Market players remain of the view that as global supply continues to increase in the coming months and demand growth normalises, oil prices will come under downward pressure. In the meantime, there is no getting away from the air of positivity sweeping through the energy complex. Speculators and portfolio managers now appear more bullish on oil prices. The latest positioning data shows that financial managers bought the equivalent of 19 million bbls in the ICE Brent contract in the latest reporting period to January 4. Total holdings now stand at a six-week high of 207 million bbls.  Speculators not only opened new longs, but they also closed shorts from the previous weeks. Gross longs were up by 13 million bbls while shorts positions were cut by 7 million bbls.

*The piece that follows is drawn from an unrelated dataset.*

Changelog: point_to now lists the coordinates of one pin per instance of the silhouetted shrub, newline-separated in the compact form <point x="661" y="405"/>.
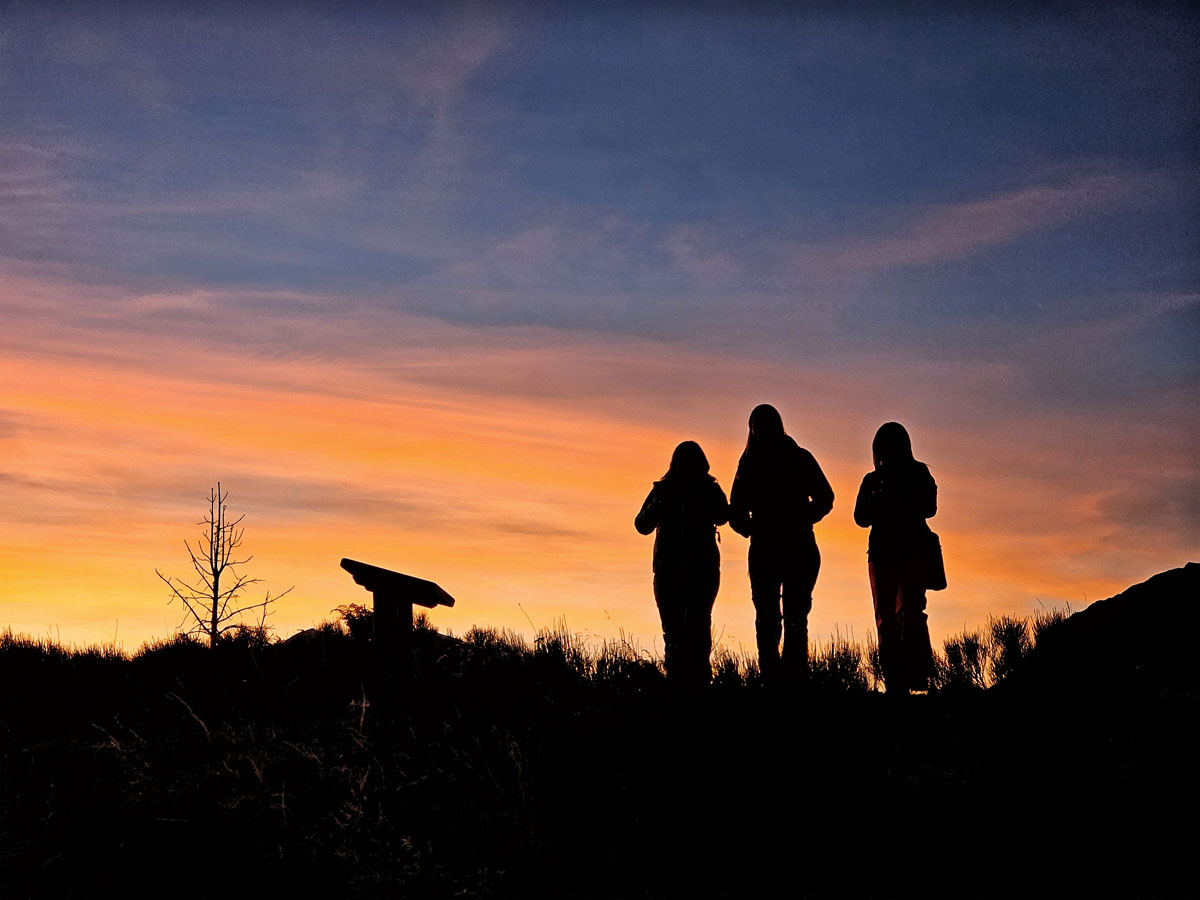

Overall, combined net long in Brent and WTI contracts jumped to 478 million bbls, equivalent to around $35 billion.

Clearly, the oil market has fully recovered from the November omicron scare. However, the latest rebound in speculative buying could come to a screeching halt at any time. History has taught us market sentiment is fickle. Furthermore, the oil market is undergoing a bearish shift in fundamentals. A supply surplus is taking hold and is expected to widen in the run-up to peak summer demand in June. Speculators could therefore decide to take profit at any moment thereby prompting a reversal in prices. In short, despite the encouraging start, volatility on oil markets is likely to remain high in near-term as the speculative community continues to run the show.